Truman watched only one thing: Seinfeld. He had the entire television series on DVD, and he proudly admits to everyone that he has seen every single episode at least 101 times. His favorite episode of all time? The Hamptons, of course. That’s the one where Jerry, Elaine, George and Kramer visit the ugly baby couple in the Hamptons and Kramer snags lobsters from commercial lobster traps and they all enjoy a great lobster feast and George has a problem with “shrinkage” from being in the cold water and Jerry’s girlfriend makes fun of him and George exacts revenge by putting lobster in her scrambled eggs at breakfast because she’s allergic to shellfish — yadda, yadda, yadda.

“Hah!” Truman laughed out loud, as he watched The Hamptons for the 102nd time.


It was 6 in the a.m. when Truman arose from troubled sleep. He forced his body up and sat on the edge of the bed and looked out the window at the endless, boring view of the flatlands filled with seemingly endless fields of corn. He lit a cigarette with his lobster-shaped lighter and blew the smoke into the air.

“Why?” he asked aloud, “Why can’t I awake to a beautiful view of the ocean, instead of… This? Why do people even live here? Why am I living here?”

He sighed heavily, for it was Truman’s dream to move to Maine and live right there on the edge of the ocean and have his own lobster shack where he would serve the best lobster rolls in the world. And then he giggled to himself.

“And if they don’t order right, I will say ‘No lobster roll for you!’”

He stood tall and stretched. His bones popped here and there, and he walked into the kitchen to eat some breakfast.

“Today I will have Froot Loops,” he said in a high, quirky voice. He got out his favorite cereal bowl, the one that looked like a lobster, and poured the cereal in slowly, all the while singing: “Froot Loops, Froot Loops, Froot Loops.”

He munched and crunched and stared out the kitchen window above the sink.

“Damn it!” he suddenly yelled, pounding his fist on the countertop. “I don’t want to go to work today!
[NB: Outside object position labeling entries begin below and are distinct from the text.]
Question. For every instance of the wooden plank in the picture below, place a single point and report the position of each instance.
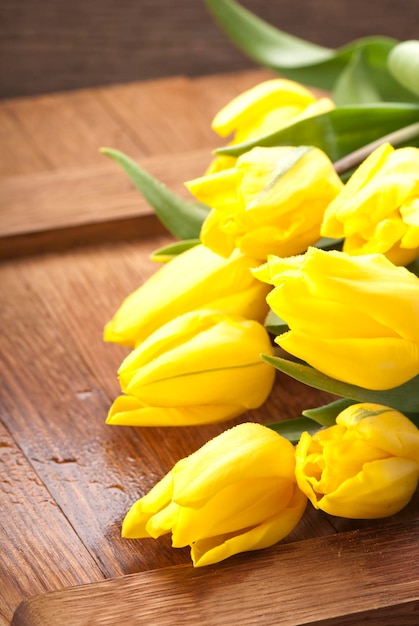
(334, 581)
(69, 128)
(34, 529)
(17, 155)
(163, 116)
(55, 409)
(61, 208)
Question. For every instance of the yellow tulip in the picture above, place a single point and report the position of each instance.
(271, 202)
(264, 109)
(195, 279)
(378, 209)
(201, 367)
(236, 493)
(366, 466)
(354, 318)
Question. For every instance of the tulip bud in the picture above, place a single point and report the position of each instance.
(264, 109)
(201, 367)
(195, 279)
(378, 209)
(354, 318)
(365, 467)
(236, 493)
(271, 202)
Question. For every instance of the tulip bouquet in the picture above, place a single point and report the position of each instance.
(304, 233)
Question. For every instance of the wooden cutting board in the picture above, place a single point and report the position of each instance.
(75, 239)
(311, 582)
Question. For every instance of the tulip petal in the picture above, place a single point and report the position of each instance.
(240, 505)
(215, 549)
(158, 498)
(129, 411)
(381, 489)
(388, 292)
(195, 279)
(248, 450)
(372, 363)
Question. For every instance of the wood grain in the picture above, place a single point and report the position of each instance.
(73, 476)
(34, 529)
(74, 206)
(337, 581)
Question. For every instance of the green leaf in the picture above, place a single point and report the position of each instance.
(326, 415)
(354, 84)
(340, 131)
(403, 64)
(162, 255)
(404, 398)
(274, 324)
(181, 217)
(301, 60)
(292, 429)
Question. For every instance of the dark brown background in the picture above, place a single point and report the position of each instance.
(53, 45)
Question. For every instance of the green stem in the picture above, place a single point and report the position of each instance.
(395, 138)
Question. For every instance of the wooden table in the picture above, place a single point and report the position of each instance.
(75, 238)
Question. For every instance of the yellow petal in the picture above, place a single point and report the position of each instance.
(192, 280)
(382, 489)
(254, 102)
(245, 452)
(129, 411)
(376, 363)
(215, 549)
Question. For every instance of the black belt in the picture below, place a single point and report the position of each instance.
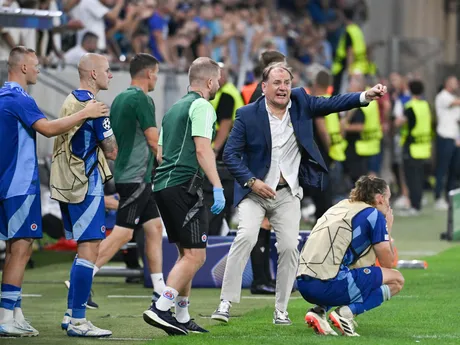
(281, 186)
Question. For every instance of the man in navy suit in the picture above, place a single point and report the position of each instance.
(272, 156)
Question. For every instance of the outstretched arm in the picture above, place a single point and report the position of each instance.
(321, 106)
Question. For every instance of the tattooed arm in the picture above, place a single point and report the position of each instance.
(110, 147)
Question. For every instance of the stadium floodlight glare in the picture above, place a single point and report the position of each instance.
(27, 18)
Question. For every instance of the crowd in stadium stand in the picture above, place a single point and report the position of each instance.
(176, 32)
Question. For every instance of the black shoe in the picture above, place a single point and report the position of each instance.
(164, 320)
(91, 304)
(263, 289)
(192, 327)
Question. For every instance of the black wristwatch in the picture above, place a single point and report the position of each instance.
(250, 182)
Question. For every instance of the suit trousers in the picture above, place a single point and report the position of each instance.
(283, 212)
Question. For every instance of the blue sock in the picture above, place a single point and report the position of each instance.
(10, 295)
(70, 292)
(373, 301)
(82, 279)
(18, 302)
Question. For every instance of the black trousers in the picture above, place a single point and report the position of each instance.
(414, 172)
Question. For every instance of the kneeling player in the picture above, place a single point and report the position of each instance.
(337, 261)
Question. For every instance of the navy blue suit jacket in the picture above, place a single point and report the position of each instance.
(248, 150)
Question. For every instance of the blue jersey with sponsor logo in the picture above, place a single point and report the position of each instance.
(369, 228)
(85, 141)
(18, 147)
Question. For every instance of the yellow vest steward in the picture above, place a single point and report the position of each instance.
(358, 45)
(369, 144)
(420, 147)
(68, 180)
(329, 240)
(231, 90)
(338, 144)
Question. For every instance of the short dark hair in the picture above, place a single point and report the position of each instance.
(271, 56)
(140, 62)
(271, 67)
(416, 87)
(16, 55)
(202, 68)
(89, 35)
(366, 188)
(323, 79)
(349, 13)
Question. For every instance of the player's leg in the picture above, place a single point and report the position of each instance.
(369, 287)
(251, 212)
(153, 229)
(284, 217)
(88, 228)
(20, 224)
I hate chickens. They’re so nasty.”

Truman had two jobs. The main one being working at the chicken processing plant where he spent all day breaking chicken necks and then placing the birds on a grotesque conveyor belt that whisked them away to other torture chambers.

“Snap, crackle, plop!” Truman queerly yelped. “Snap, crackle, plop, plop, plop.”

His second job was working part-time as a cashier at the Neptune Pop-In Shop Food Market. He didn’t mind the job too much, except for the fact he always felt his co-workers were laughing at him behind his back. Which they were. Everyone laughed about Truman Humboldt. He was the town oddball.

“Froot Loops, Froot Loops, Froot Loops,” Truman repeated as he wandered through the house not really knowing what the hell he was doing until he finally realized he needed to pull it together, get dressed, and ship off to the factory.